La libertad por la escritura parece a muchos un desdén por el mundo. Instalados en el vaivén de la vida burguesa, la cultura se transforma fácilmente en sensación de privilegio. Esa comodidad quizá sea rodeada por algo que Platón presagió y pensó: la utilidad de la palabra, germen de todo diálogo, encierra un cuestionamiento por la naturaleza misma del hombre. Los burgueses pueden estar apasionados por la revolución en medio de la incomprensión: el poder exige una reflexión tanto sobre la naturaleza de los regímenes como de la palabra; los sofistas eran famosos por pulir el talento retórico, y la vida filosófica está en oposición a ella por su visión del erotismo en relación con el lenguaje y la verdad. Mientras nos enciende la revolución, cegándonos en el populismo, se nos empaña la inteligencia para comprendernos. No es extraño que la retórica efectiva, aún en medio de la mentira evidente, tenga tal eficacia para creer que la violencia y la corrupción se puedan relegar de nuevo a la solución providencial de una mano arrasadora. Somos malos lectores de nuestra realidad porque nos hemos desdibujado en el desencanto, permitiendo creer que el poder para gobernar es ajeno a la posibilidad de pensarnos en otros, que es pensarnos, leernos, articular nuestras vidas para la reconciliación en vez de cerrarnos en la simpatía del ídolo. Las opciones de la palabra se reducen a la manipulación, doctrina que erradica la libertad.

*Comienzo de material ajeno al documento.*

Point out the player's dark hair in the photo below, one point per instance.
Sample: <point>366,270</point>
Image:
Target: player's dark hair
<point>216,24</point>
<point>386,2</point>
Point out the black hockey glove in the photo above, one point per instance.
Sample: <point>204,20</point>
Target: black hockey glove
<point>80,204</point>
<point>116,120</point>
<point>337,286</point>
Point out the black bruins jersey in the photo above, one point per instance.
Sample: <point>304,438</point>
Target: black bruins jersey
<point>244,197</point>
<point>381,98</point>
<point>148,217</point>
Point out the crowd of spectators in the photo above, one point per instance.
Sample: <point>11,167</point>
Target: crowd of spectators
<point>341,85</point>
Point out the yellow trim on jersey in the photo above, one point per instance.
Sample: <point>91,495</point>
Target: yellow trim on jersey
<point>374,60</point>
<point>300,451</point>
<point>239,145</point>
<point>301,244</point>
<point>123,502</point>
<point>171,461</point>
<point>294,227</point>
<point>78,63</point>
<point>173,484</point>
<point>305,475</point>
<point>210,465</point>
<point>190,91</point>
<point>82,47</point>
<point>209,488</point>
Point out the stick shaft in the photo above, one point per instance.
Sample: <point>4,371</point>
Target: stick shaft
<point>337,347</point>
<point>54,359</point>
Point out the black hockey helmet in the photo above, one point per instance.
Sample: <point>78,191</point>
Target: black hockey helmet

Somos malos lectores de nuestras vidas porque no vemos que nuestra lectura siempre será hecha sobre nuestros propios pasos. La cultura, que es palabra viva, es libertad porque se produce para ser apreciada. Por eso es triste que se limiten las palabras, que la división impida la conversación, que la barbarie nos parta en medio de la rabia y nos deje sin voz, dejando vivo el grito. Si la filosofía abrió de manera incomparable la complejidad en torno a la naturaleza política y erótica del hombre, enseñándole sobre lo difícil que es comprender su lugar en la naturaleza, la poesía produjo horizontes miméticos en torno a esos misterios que hacen la vida mejor ilustrándonos por otro medio a través de la palabra. Ambas, una vez pensadas con seriedad, permiten saber que la profundidad no puede ser sellada en el silencio eterno. La tragedia enseña la belleza de lo problemático que es el destino aristócrata, como en la soledad del arco que tensaba Nietzsche; la filosofía navega en las limitaciones de la vida para afirmar que la belleza de la verdad es un esfuerzo y un placer que se persiguen eróticamente como lo mejor. Ambos caminos los espejeamos en secreto, titubeando, y al iluminarse por el pensamiento, al ser tocados por la palabra en la lectura, aprendemos que la libertad es más que la suavidad de los deseos. El desdén estúpido por un lector es incomprensión de la palabra. El desdén simulado y estúpido de la palabra es un desdén estúpido del otro. La poesía está en la práctica, porque no es azar. El autoconocimiento es la mejor vida, porque, coinciden los sabios cristianos, es lo que nos acerca a Lo Mejor.